Egyptian Women Get Tough on Sexual Harassment
Egypt's women are learning to protect themselves from unwanted advances.
CAIRO, June 3, 2010 — -- Men have been doing it for generations, wooing women with their words, whispering sweet nothings to attract their attention. But on the streets of Cairo, where many men believe they're the Casanovas of their time, the matter of handing out compliments and making flirtatious remarks has taken a serious turn.

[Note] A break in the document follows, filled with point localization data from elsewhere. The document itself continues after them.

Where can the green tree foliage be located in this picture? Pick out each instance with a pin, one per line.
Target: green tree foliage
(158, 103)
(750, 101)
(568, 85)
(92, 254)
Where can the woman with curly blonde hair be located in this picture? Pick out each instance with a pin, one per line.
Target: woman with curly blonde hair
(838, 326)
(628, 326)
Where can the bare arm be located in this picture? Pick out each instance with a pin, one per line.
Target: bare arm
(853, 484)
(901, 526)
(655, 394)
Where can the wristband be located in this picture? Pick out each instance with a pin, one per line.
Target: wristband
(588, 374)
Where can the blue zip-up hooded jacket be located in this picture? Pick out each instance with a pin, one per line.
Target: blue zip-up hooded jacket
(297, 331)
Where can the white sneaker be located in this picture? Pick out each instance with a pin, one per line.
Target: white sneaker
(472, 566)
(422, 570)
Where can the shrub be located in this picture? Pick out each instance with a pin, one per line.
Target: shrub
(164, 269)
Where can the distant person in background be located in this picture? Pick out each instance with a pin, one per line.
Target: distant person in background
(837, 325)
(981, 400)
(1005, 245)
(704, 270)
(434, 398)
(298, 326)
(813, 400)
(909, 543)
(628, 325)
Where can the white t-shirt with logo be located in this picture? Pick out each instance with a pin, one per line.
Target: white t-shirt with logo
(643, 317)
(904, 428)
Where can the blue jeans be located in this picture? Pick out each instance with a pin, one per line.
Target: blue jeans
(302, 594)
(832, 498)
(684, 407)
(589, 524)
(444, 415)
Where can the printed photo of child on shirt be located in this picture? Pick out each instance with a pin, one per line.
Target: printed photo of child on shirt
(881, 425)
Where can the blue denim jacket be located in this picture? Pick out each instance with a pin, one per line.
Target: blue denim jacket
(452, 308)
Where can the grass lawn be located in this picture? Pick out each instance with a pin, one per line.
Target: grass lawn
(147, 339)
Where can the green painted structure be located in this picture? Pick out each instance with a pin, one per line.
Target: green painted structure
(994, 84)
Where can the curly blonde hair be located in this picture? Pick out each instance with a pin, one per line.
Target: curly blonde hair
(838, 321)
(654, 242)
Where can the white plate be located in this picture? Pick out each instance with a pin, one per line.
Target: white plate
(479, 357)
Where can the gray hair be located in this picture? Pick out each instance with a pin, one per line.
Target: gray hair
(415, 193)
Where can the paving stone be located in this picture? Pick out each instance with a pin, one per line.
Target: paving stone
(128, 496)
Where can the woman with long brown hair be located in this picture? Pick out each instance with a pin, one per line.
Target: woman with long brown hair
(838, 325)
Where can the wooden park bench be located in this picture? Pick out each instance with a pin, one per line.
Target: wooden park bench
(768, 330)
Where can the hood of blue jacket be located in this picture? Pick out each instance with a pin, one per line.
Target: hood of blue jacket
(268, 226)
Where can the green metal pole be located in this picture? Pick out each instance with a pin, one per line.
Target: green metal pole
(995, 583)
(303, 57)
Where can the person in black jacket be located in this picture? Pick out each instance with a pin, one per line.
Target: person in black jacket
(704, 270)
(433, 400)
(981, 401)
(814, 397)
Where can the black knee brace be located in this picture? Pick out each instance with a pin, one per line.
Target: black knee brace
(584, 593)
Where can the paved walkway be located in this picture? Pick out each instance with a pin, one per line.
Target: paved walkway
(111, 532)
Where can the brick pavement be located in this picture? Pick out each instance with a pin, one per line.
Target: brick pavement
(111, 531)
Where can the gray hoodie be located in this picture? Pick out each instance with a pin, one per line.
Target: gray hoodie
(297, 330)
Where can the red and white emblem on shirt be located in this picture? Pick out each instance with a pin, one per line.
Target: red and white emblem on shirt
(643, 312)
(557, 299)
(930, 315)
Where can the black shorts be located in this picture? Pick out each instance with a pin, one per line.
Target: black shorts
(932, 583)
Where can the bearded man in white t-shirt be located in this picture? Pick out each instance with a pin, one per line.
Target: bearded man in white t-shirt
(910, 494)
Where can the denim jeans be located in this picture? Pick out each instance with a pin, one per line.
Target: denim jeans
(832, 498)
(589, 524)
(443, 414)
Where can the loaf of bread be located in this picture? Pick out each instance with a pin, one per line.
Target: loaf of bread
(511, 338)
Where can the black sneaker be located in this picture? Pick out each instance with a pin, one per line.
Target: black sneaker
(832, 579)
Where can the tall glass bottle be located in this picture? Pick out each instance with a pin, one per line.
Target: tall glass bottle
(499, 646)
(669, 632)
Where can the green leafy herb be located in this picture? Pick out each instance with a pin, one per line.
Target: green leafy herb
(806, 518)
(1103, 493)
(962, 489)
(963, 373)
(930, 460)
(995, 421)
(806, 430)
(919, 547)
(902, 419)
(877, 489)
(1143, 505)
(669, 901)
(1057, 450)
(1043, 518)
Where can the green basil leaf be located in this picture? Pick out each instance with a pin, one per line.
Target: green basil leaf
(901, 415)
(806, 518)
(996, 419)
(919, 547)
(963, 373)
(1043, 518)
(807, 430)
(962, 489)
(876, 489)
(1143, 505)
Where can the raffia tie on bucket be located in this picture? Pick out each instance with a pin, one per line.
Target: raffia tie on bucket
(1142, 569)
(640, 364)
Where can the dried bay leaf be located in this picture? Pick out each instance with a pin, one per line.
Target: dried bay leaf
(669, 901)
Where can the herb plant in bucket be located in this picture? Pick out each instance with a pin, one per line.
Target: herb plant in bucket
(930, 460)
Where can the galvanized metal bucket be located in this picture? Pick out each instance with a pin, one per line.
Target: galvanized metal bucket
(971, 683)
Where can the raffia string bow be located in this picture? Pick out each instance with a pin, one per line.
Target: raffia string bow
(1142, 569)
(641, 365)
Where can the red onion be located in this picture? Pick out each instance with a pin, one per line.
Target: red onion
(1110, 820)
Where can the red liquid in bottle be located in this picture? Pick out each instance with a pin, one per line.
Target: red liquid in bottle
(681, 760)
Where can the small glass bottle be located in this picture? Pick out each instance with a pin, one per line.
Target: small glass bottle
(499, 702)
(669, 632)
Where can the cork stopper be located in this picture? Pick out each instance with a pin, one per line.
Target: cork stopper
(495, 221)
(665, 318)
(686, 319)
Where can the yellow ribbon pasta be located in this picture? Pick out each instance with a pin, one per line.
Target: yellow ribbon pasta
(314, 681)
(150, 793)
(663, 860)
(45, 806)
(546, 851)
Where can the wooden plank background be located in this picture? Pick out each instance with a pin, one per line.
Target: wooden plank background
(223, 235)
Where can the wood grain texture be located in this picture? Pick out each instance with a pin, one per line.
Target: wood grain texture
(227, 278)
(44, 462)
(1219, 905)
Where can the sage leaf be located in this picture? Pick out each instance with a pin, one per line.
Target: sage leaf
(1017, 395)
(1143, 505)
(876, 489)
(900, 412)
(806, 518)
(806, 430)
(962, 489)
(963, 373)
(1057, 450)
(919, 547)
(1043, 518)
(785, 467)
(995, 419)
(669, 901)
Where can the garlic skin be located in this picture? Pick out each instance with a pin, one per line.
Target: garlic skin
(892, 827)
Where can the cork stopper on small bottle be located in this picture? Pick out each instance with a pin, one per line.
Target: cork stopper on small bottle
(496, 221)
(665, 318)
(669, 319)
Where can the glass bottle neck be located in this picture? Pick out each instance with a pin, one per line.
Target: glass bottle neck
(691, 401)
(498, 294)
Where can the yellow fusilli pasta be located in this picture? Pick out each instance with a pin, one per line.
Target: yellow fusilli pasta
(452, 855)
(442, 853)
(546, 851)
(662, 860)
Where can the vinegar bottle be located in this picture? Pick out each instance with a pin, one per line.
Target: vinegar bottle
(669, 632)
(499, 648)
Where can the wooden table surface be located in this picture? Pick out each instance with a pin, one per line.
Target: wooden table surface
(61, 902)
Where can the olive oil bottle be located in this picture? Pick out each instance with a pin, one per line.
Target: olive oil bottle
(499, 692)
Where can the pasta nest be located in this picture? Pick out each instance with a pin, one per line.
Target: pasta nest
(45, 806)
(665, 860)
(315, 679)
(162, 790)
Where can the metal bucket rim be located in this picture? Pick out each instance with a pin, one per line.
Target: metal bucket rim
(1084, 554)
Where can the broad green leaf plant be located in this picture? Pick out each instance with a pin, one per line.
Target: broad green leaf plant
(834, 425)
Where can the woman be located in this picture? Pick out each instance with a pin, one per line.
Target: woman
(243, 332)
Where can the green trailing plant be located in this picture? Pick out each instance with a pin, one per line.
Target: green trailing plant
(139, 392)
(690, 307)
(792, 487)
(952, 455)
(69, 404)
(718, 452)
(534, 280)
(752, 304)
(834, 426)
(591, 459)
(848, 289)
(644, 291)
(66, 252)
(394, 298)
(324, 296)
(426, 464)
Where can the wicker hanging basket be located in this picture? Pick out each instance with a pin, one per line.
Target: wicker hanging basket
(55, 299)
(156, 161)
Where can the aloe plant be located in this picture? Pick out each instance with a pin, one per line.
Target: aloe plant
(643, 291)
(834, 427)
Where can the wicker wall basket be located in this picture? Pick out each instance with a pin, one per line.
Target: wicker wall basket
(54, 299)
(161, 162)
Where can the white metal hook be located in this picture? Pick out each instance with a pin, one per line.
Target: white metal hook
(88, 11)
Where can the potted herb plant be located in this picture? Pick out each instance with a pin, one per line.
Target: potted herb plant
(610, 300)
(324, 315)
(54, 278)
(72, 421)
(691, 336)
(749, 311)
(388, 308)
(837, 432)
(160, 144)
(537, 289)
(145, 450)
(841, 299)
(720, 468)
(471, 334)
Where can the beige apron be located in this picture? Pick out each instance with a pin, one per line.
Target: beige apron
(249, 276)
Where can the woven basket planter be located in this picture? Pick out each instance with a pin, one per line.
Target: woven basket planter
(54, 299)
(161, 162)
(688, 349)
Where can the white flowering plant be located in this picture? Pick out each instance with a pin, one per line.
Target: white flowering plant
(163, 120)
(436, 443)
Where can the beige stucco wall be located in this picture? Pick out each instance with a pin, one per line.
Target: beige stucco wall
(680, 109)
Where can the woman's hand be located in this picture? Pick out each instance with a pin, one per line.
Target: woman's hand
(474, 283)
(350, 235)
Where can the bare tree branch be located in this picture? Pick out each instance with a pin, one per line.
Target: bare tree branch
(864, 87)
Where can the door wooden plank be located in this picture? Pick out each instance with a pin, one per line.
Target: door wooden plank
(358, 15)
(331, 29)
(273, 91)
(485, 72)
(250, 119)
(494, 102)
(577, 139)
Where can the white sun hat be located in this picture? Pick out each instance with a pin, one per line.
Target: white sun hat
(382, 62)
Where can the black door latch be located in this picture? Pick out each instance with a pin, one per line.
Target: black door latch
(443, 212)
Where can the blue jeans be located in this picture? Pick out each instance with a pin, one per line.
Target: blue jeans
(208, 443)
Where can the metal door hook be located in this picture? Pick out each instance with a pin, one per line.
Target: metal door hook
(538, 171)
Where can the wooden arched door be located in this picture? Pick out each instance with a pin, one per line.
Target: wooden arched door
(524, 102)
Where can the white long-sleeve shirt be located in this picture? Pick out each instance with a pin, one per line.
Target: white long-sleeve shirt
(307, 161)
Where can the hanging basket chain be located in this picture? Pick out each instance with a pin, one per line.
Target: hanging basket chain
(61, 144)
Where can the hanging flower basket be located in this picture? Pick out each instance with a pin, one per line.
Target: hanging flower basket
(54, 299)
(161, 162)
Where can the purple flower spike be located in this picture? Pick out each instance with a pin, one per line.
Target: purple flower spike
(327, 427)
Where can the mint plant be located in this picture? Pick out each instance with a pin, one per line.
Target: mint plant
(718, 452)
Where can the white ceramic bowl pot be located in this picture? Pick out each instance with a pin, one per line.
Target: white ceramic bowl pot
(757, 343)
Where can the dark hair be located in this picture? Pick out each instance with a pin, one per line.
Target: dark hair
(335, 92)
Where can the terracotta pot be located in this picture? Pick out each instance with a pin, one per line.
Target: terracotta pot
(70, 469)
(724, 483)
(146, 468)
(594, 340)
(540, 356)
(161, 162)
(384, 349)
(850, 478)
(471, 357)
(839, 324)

In a survey conducted by Egypt's center for women's rights, 83 per cent of the 2,800 women polled said they had been subjected to some form of sexual harassment. The center's chairwoman, Nihad abul Khomsan, said the survey ''shocked us.'' She said that ''most of the women who were harassed were veiled, so there is no relation with the type of dress you have.''
Nihad told us Egyptians are known for their hospitality and appreciation of beauty, comparing it to the Mediterranean style of life. But, she said, ''it is not nice anymore to say a rude word as a type of, or to show yourself as a cool person. It is not acceptable, and we build a campaign to say that even a nice word is not acceptable, thank you.''
Janan Sabe, the international relations coordinator at the center, told us that she is ''harassed daily, at least once a day, on my way to work, on my way to the store.''
She said ''it comes in various forms, sometimes a word, a whisper, I've been grabbed. The first time it happened, it was my second week living here. I was so shocked I didn't know what to do.''
Nowhere is it more evident than in the suburb of Heliopolis, on the outskirts of Cairo, where the young men and women wander the streets as soon as classes are over. One teenager told us, 'Of course we flirt. It's a very normal thing to do. It's in our blood.''
For the women in the country, the idea of being harassed has become part of their daily lives. One student wearing a headscarf told us, 'This is normal, it happens to me every day. If the boys don't flirt, they wouldn't know how to live.'' The way she deals with it, she said, is by ignoring them.